[Beowulf] Performance characterising a HPC application

Tue Mar 20 05:59:35 PDT 2007

Mark Hahn wrote:
>> 1. processor bound.
>> 2. memory bound.
> 
> oprofile is the only thing I know of that will give you this distinction.

In practice, I don't think it is given the usage characteristics I 
mentioned in my previous mail.

>> 3. interconnect bound.
> 
> with ethernet, this is obvious, since you can just look at user/system/idle
> times.

You mean the system time will be high if nodes are busy sending/receiving?

> 
>> 4. headnode bound.
> 
> do you mean for NFS traffic?

More in terms of managing the responses from the compute nodes.

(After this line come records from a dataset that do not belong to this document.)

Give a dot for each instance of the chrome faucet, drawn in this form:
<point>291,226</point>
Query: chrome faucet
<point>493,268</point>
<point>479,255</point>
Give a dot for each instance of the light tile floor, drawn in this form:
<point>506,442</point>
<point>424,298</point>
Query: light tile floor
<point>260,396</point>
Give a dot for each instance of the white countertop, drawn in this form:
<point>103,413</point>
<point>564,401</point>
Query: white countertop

> it's not _that_ hard to hit full wire speed with gigabit...
> however, saturating the wire means it's entirely possible that nodes
> are being bottlenecked by this.

It seems to be the case - but the peak usage of the network is 
relatively infrequent (every 30 minutes or so) - average usage is much 
lower.

>> * Network traffic in averages at about 50 Mbit/sec but peaks to about 
>> 200 Mbit/sec. Network traffic out averages about 50 Mbit/sec but peaks 
>> to about 200Mbit/sec. The peaks are very short (maybe a few seconds in 
>> duration, presumably at the end of an MPI "run" if that is the correct 
>> term).
> 
> you don't think the peaks correspond to inter-node communication (_during_
> the MPI job)?

Sorry, thats what I meant - this particular model outputs to a history 
file every 30 minutes or so - and seems to do a lot of inter-node comms 
around the same time .. so yes, the traffic seems to be generated by the 
MPI job.

> ouch.  the cluster is doing very badly, and clearly bottlenecked on 
> either inter-node or headnode IO.  I guess I'd be tempted to capture some
> representative trace data with tcpdump (but I'm pretty oldfashioned and 
> fundamentalist about these things.)

Phew, that sounds hardcore :)

I tried wireshark on the headnode for a few minutes but ended up with 
gigs of data and wasn't sure what I was looking for so I'm currently 
trying to see what my model isn't generating mpe log data which might be 
more manageable. What would you see in a tcpdump of the network was the 
bottleneck, lots of resends?

>> quantify that. Do others here running MPI jobs see big improvements in 
>> using Infiniband over Gigabit for MPI jobs or does it really depend on 
>> the
> 
> jeez: compare a 50 us interconnect to a 4 us one (or 80 MB/s vs >800).
> 
> anything which doesn't speed up going from gigabit to IB/10G/quadrics is 
> what I would call embarassingly parallel...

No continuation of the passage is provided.